Henley Group, which will be spun off to Allied-Signal shareholders on May 27, priced its public offering of 60 million shares after the market closed Monday at $21.25 per share, according to Irving Katz, director of research at San Diego Securities.
Henley's public offering of $1.3 billion is a record for a company's initial sale of stock, said Katz.
Henley, which Katz described as "essentially a basket of 35 unprofitable cast-offs from Allied-Signal," has a book value of $22.59 per share, according to the company prospectus. Before Monday, the stock had been trading on a "when-issued" basis in the $23 to $24 range.

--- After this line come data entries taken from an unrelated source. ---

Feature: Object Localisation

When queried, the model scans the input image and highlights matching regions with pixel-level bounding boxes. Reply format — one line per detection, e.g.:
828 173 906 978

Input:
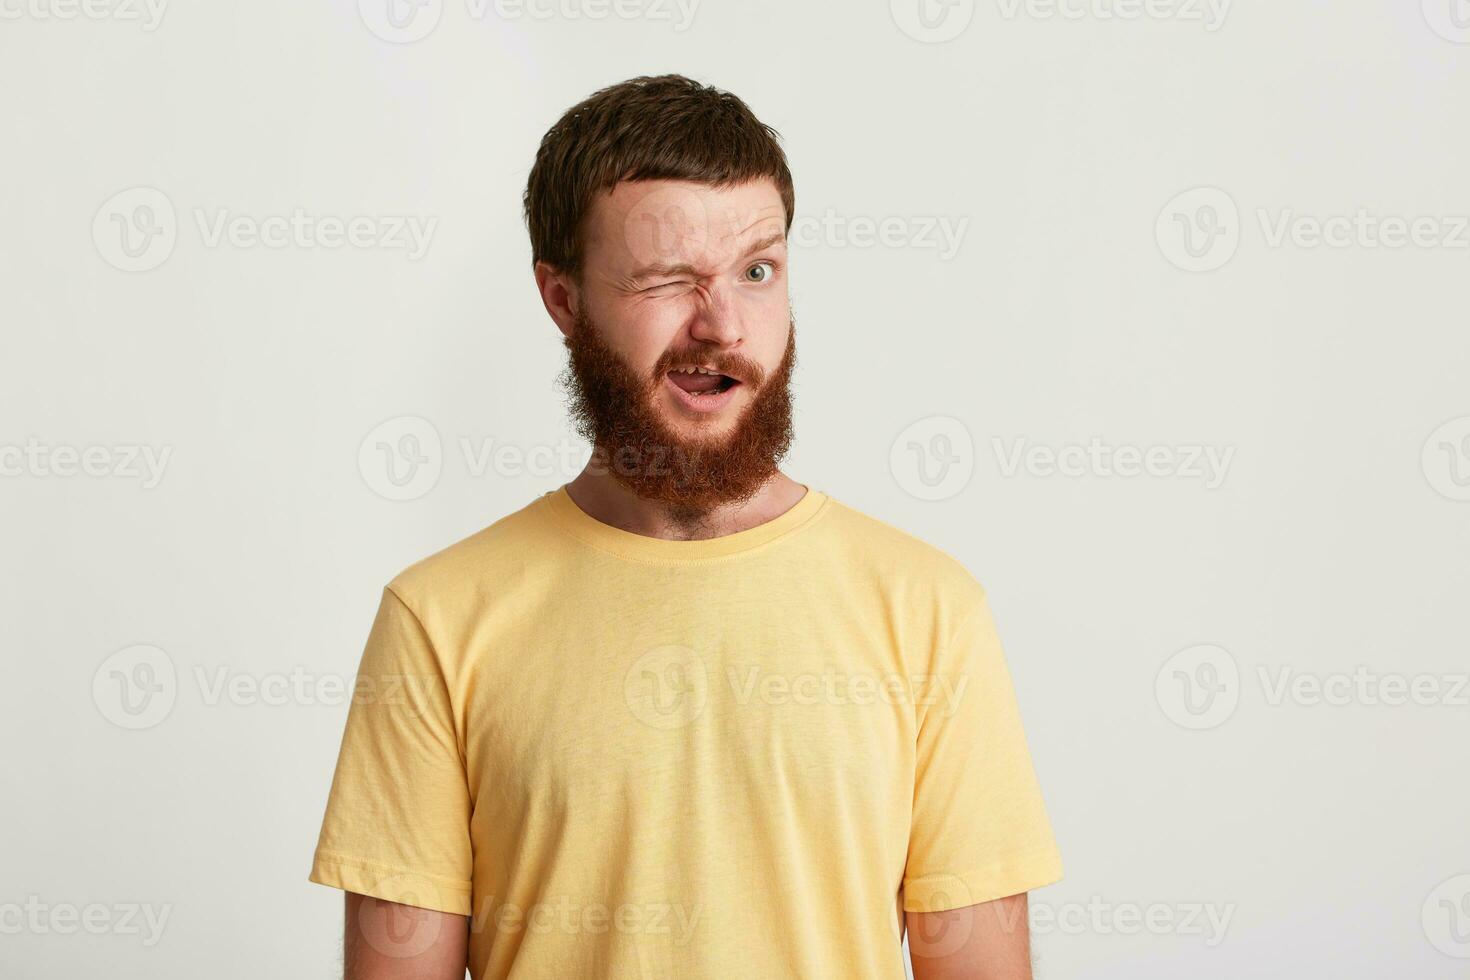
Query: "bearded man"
310 73 1063 980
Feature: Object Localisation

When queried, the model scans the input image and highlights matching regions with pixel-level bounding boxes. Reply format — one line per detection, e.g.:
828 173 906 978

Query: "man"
310 74 1063 980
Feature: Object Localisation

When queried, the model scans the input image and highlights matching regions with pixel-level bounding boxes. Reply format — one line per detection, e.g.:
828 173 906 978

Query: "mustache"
650 347 766 388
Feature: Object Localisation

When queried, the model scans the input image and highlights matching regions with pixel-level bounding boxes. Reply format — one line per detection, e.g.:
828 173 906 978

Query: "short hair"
523 74 795 276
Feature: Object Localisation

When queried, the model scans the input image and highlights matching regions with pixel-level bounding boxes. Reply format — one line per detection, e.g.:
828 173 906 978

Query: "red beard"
559 310 797 518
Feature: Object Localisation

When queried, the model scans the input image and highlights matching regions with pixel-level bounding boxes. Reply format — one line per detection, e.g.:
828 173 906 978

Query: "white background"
3 1 1469 977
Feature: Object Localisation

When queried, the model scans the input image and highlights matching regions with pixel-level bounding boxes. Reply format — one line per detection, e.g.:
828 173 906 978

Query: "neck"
563 466 807 541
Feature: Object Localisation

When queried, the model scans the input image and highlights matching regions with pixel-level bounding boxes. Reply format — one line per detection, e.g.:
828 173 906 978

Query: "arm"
907 892 1032 980
904 587 1061 979
344 892 468 980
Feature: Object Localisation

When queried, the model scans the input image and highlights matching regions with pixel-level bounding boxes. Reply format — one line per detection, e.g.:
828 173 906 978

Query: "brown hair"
523 74 795 277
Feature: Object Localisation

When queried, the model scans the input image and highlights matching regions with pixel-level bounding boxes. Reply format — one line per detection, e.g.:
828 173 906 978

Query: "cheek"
747 285 791 330
606 300 687 373
744 293 792 362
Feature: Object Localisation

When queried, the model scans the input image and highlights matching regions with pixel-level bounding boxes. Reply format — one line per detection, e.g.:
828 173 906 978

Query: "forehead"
581 177 787 274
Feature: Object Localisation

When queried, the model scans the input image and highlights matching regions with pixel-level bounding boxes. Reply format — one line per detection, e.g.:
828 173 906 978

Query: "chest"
459 596 921 824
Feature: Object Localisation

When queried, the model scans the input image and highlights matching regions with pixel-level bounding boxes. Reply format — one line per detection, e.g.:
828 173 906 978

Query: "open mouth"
666 366 739 398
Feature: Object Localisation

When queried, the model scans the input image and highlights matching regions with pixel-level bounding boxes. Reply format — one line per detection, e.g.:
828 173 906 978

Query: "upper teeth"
672 367 721 375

Henley will use some of the proceeds of the offering to purchase San Diego-based Imed from Warner-Lambert for $163 million.

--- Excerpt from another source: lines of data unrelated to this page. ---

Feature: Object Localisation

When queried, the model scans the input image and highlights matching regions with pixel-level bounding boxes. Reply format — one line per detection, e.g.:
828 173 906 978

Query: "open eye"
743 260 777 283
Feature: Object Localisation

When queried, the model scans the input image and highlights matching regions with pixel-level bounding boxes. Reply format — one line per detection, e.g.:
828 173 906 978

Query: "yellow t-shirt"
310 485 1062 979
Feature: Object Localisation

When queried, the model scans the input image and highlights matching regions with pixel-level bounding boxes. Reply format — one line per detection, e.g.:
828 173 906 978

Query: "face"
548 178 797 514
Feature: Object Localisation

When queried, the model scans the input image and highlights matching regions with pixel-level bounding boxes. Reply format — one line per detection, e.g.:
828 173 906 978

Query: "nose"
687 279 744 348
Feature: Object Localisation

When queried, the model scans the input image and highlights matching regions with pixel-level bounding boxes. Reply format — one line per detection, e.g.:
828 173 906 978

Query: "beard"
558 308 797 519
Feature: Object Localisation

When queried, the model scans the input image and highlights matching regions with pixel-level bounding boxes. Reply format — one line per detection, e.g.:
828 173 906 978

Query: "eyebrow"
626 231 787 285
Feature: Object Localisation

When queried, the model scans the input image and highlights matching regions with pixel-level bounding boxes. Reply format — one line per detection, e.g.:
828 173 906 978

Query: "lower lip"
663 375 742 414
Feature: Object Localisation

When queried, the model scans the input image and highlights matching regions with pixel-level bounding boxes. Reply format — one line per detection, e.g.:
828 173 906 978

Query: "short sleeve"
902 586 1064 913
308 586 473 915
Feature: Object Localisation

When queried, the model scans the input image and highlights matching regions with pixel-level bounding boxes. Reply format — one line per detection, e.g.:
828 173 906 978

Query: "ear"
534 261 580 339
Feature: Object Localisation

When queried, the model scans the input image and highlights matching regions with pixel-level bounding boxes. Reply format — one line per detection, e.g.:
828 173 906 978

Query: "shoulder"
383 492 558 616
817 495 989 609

San Diego Gas & Electric, up one-quarter to $33, proved to be one of the lowest-yielding utilities--6.7% annually on its present dividend, Katz observed.
Cubic rebounded five-eighths for the week, even though the company reported earnings of five cents per share for the quarter and 20 cents for the six months, compared to 51 cents and 97 cents for the previous year's periods.

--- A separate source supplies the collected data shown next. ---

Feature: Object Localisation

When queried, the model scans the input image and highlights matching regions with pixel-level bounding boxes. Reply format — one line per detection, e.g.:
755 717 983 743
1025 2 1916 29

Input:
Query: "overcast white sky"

Chairman Walter Zable explained that the profit situation was a "temporary setback" and predicted that the firm will report higher earnings after the completion of troubled defense programs during the remainder of this fiscal year.
GTI, after hitting a new high of 3 3/8 last week, closed up one-half for the week at 3. The firm showed its new computer image generator at the National Computer Graphics Show in Anaheim last week.
Intermark was down one-quarter after reporting a loss of 40 cents per share for the fourth quarter and 66 cents for the fiscal year ended March 31.
Southwest Bank was unchanged at 4 and is completing its sale of $5 million of 11% mandatory convertible debentures, which appears to be oversubscribed, Katz said.
Western Health Plans was down 1 for the week in what Katz described as "continued reaction to continued losses."
Beeba's Creations continued its roller-coaster ride in anticipation of a stock offering of 900,000 shares, Katz said. The stock was down 2 1/2 for the week after rising 3 points the previous week.
Cousins Home Furnishings was down one-eighth as the company "reported continuing losses with each name change," Katz quipped.
International Totalizator Systems was down three-eighths after reporting a loss of 5 cents per share in the first quarter ended March 31.
Langley was up one-eighth on the announcement of a second-quarter dividend of 18 cents a share, compared to just 3 cents during the same quarter a year ago. Revenues were up by more than 50%, Katz said.
Maxwell was down three-quarters even though it reported higher earnings of 21 cents for the quarter ended April 30 compared to 19 cents a year ago.
Price Club was up 3 for the week, hitting a post-stock-split high on a favorable mention in Sunday's New York Times.
Sym-Tek Systems was up one-half after a mention in Business Week's list of "Hot Growth Companies."
Womens Health Centers of America, which went public at 6, closed the week at 5 5/8, Katz said.
Fotomat, which was founded in San Diego and subsequently relocated to St. Petersburg, Fla., was up five-eighths to 1 5/8 after Konish Iroku, who owns 60% of the company's stock, announced a cash tender offer for the remaining 40% at $1.62 per share.